Korea war im Krieg von Japan besetzt gewesen, und auf der Konferenz der drei alliierten Siegermächte im Juli 1945 in Potsdam – der Krieg auf der pazifischen Seite der Welt war noch nicht zu Ende, die Atombomben auf Japan noch nicht gefallen – versprachen die Vertreter Großbritanniens und der Vereinigten Staaten der Sowjetunion unter Josef Stalin, er möge sich doch an den ehemaligen japanischen Kolonien bedienen – als Gegenleistung für seine Hilfe im Westen gegen Nazideutschland. Schon Mitte August – Japan hatte seine Kapitulation noch nicht unterzeichnet – landeten Truppen der Roten Armee in Korea und paradierten wenig später durch Pyongyang.

Die USA zeigten sich von den Ereignissen überrascht und wollten sich ihrerseits einen Teil der japanischen Kriegsbeute sichern. Sie schickten Truppen nach Korea. Ein paar amerikanische Militärs in Washington fanden, dass eine Halbierung des Landes ganz angemessen wäre, und definierten anhand einer Schulatlaskarte den 38ten Breitengrad als Grenze – ein Bleistiftstrich auf geduldigem Papier. Niemand fragte die Koreaner oder versprach wenigstens ein späteres Referendum.

Jetzt stehen sich West und Ost auf der Halbinsel militärisch und wirtschaftlich an der 38-Grad-Grenze gegenüber und versuchen, in ihren Gebieten dem verarmten und ausgeplünderten Land mit Wirtschaftshilfe, aber auch roher Gewalt ihre Weltanschauung beizubringen.

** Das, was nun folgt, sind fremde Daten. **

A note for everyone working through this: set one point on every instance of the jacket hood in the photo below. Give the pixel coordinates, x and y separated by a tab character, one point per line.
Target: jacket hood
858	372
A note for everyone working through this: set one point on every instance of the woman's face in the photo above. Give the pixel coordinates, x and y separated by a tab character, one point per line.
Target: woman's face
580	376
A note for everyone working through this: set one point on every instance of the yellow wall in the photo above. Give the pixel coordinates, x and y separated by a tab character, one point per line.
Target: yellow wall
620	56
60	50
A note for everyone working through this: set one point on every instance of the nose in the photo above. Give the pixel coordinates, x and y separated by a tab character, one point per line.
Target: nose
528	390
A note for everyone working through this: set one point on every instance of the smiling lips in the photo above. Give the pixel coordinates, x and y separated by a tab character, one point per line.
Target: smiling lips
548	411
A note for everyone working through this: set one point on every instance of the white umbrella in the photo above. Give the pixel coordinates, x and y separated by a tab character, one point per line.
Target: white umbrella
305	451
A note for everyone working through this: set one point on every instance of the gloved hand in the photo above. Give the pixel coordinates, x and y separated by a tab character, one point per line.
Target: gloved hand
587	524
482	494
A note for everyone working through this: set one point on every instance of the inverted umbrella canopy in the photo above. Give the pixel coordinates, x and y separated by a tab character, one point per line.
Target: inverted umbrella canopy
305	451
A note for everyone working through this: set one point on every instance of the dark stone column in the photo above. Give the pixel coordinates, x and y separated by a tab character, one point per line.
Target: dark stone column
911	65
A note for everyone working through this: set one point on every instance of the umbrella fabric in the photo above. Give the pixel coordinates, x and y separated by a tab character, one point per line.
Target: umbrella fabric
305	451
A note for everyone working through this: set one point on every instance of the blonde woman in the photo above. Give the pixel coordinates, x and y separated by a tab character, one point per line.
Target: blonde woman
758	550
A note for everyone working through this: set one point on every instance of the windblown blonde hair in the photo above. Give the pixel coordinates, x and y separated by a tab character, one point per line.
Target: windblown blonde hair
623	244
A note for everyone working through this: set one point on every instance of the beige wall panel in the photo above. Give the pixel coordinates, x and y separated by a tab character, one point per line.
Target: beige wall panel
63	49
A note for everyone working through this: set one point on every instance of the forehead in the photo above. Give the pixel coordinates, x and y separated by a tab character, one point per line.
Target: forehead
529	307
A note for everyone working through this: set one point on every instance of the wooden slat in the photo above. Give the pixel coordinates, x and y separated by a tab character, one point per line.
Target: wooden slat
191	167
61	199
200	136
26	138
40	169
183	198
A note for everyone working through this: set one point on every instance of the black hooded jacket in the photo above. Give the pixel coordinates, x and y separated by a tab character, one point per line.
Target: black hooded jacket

Zuckerbrot und Peitsche. Es entwickelt sich das bekannte postkoloniale Gemenge von Korruption, gefälschten Wahlen, Drohung mit Krieg und immer lauter tönender Agitation und Stimmungsmache. Schließlich greift das kommunistische Nordkorea mit russischen Panzern den Süden an und versucht – Stalin, der tumbe Bauer, hatte von Hitler gelernt – den Angriff als Verteidigung darzustellen. Wie zu erwarten, folgt der amerikanische Gegenangriff. Ein neuer Krieg, hin und her, Geländegewinn und Verlust, Seoul wird viermal erobert. Grobe militärische Fehleinschätzungen, immer wieder Leiden, Grausamkeiten und noch mehr Tote.

Der Kalte Krieg beherrscht die Welt. Ost gegen West. Gut gegen Böse? Geteilte Länder. Gedroht wird mit Atombomben – auf Moskau und Washington, aber auch auf Havanna, Pyongyang und Fulda. Für die Regierungen werden Bunker gebaut, der kleine Mann darf einen Regierungszuschuss für seinen Schutzraum im eigenen Garten unter dem Rosenbeet beantragen; für die ganze Familie, nein, die Nachbarn kommen nicht mit rein. Panzer fahren in Berlin auf, 1953 und noch einmal 1961 und dann 1968 in Prag, wo Alexander Dubček im Sommer des Jahres etwas mehr Demokratie wagen wollte.